In terms of statistics, it can be clearly seen that domestic businesses have been strongly affected. In the first two months of 2023, the number of enterprises withdrawing from the market was 51,400, up 14.5%, with 25,700 enterprises each month on average.
This is an alarming number because it is double the average number of 12,000/month in 2021, the year of the strict lockdown.
Businesses in all fields are calling for help.
Real estate, the sector with the most billionaires and the largest corporations in Vietnam, is facing the biggest difficulty. In 2022, over 1,200 real estate businesses had to close.
In the petroleum sector, businesses that own gas stations have had losses of up to VND3-4 trillion in 2022.
Among state-owned enterprises, except for the Vietnam Oil and Gas Group (PVN), whose revenue skyrocketed due to fluctuations in world crude oil prices, others reported losses.
The Electricity of Vietnam Group (EVN) expected a loss of up to VND93 trillion. At the same time, the Vietnam Coal and Minerals Group (TKV) recorded a liability of VND74.4 trillion, according to the State Audit of Vietnam.
Businesses in the aviation industry such as Vietnam Airlines, Pacific Airlines, VietJet Air and Bamboo have been impacted the most and the longest time.
That is not to mention businesses in tourism and many other fields.
In general, Vietnamese businesses are in a difficult situation. This has been exacerbated by rising interest rates, fluctuating exchange rates and a reduction in export orders.
In this context, the driving forces for Vietnam's growth are not favorable.
The total retail sales of consumer goods and services in the first two months of 2023 increased by 24.9% compared to the same period in 2019 (before Covid), the General Statistics Office reported.
However, the scale of total retail sales of consumer goods and services in the first two months of 2023 is only 77.7% of the target, estimated in normal conditions. It means that people's purchasing power is weak.
In January-February 2023, the index of industrial production (IIP) decreased by 6.3% over the same period last year while commodity export turnover was estimated at 49.44 billion USD, down 10.4% year on year. And goods import turnover was estimated at 46.62 billion USD, down 16%.
Notably, the consumer price index (CPI) increased by 4.6% year on year and core inflation rose by 5.08%, higher than the general average CPI (up 4.6%).
These numbers do not reflect the entire economy, but they do show that people and businesses are in a difficult situation.
The aviation industry was directly impacted during the pandemic years. Photo: Hoang Ha
Facing this situation, some solutions are suggested as follows:
Firstly, the CPI is increasing but it is necessary to remain calm as the main cause does not come from the financial and monetary markets as in the 1997 and 2008-2013 period, but is due to disruptions in production chains, supply chains, and global supply shortages.
This is a problem arising from the world economy affected by the Covid-19 pandemic, the conflict between Russia and Ukraine, and the loose monetary policy that many countries pursued in the previous period.
Moreover, the economic stimulus packages in Vietnam have not been effectively spent so they did not put pressure on inflation.
Such a judgment is expected to help lead to a more effective policy response.
Economic challenges and prospects in 2023
The world is changing very quickly both in terms of geopolitics and technological revolution, opening up huge new opportunities for Vietnam if it knows how to take advantage.

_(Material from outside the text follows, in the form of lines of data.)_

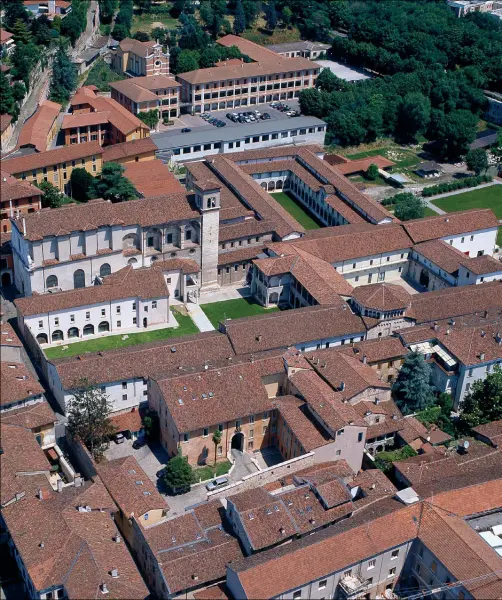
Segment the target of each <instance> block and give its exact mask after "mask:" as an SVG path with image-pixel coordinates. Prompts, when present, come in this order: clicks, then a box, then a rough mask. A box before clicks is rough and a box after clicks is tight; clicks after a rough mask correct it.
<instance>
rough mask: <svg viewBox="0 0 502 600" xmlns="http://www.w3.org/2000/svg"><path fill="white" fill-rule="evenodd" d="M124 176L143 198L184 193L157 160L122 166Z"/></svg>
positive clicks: (175, 180) (170, 172) (167, 172)
mask: <svg viewBox="0 0 502 600" xmlns="http://www.w3.org/2000/svg"><path fill="white" fill-rule="evenodd" d="M124 168H125V172H124V175H125V177H127V179H129V181H130V182H131V183H132V184H133V185H134V187H135V189H136V191H137V192H138V193H140V194H141V195H142V196H143V197H144V198H148V197H151V196H163V195H167V194H180V193H184V191H185V188H184V187H183V186H182V185H181V183H180V182H179V181H178V180H177V179H176V177H175V176H174V175H173V174H172V173H171V171H170V170H169V168H168V166H167V165H166V164H165V163H163V162H162V161H161V160H159V159H155V160H148V161H142V162H128V163H125V164H124Z"/></svg>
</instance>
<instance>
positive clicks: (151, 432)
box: [142, 408, 160, 440]
mask: <svg viewBox="0 0 502 600" xmlns="http://www.w3.org/2000/svg"><path fill="white" fill-rule="evenodd" d="M142 421H143V427H144V429H145V434H146V437H147V438H148V439H149V440H158V439H159V433H160V424H159V415H158V414H157V412H156V411H155V410H152V409H151V408H149V409H148V410H147V411H146V413H145V415H144V417H143V419H142Z"/></svg>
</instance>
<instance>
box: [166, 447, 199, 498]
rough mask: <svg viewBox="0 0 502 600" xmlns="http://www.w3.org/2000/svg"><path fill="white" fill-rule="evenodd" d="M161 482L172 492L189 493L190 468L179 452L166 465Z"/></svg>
mask: <svg viewBox="0 0 502 600" xmlns="http://www.w3.org/2000/svg"><path fill="white" fill-rule="evenodd" d="M163 480H164V482H165V484H166V485H167V487H168V488H169V489H170V490H172V491H183V492H189V491H190V488H191V484H192V481H193V474H192V467H191V465H190V464H189V462H188V460H187V459H186V458H185V457H184V456H182V455H181V452H180V453H179V454H178V456H174V457H173V458H171V459H170V460H169V462H168V463H167V466H166V468H165V469H164V475H163Z"/></svg>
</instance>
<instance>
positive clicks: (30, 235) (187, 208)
mask: <svg viewBox="0 0 502 600" xmlns="http://www.w3.org/2000/svg"><path fill="white" fill-rule="evenodd" d="M75 146H82V144H75ZM199 216H200V215H199V212H198V211H197V210H195V209H194V208H192V205H191V204H190V201H189V199H188V198H187V196H186V195H185V194H169V195H165V196H157V197H150V198H141V199H139V200H130V201H129V202H117V203H112V202H109V201H107V200H101V199H99V200H90V201H89V202H86V203H84V204H67V205H66V206H61V207H60V208H49V209H42V210H40V211H37V212H36V213H31V214H28V215H25V222H26V235H25V238H26V239H29V240H40V239H42V238H44V237H46V236H49V235H63V234H65V233H66V234H68V233H71V232H72V231H86V230H90V229H97V228H98V227H100V226H103V225H112V224H121V225H140V226H141V227H149V226H151V225H159V224H160V223H167V222H169V221H181V220H184V219H194V218H198V217H199Z"/></svg>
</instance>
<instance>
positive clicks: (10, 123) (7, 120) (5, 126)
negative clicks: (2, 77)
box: [0, 65, 12, 133]
mask: <svg viewBox="0 0 502 600" xmlns="http://www.w3.org/2000/svg"><path fill="white" fill-rule="evenodd" d="M3 66H4V65H2V67H3ZM2 71H3V68H2ZM11 123H12V117H11V115H8V114H6V113H3V114H1V115H0V132H2V133H3V132H4V131H5V130H6V129H7V127H8V126H9V125H10V124H11Z"/></svg>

For example, the price of electricity should have been adjusted to an appropriate level after four years of no change so that EVN should not have to suffer VND93 trillion in losses.
In the aviation industry, why doesn't the state allow airlines to increase the ceiling airfares? Why does Vietnam still restrict visa waivers, which directly affects local travel firms?
In the banking sector, which provides capital for the economy, some large banks have reduced interest rates for businesses.
As capital mobilization through corporate bonds has been congested, the demand for loans from enterprises increased sharply after the pandemic, and the monetary policy should have been expanded. But it was not until the last days of 2022 that more credit room was extended.
Such policy responses require extreme caution for the economy to make a soft landing.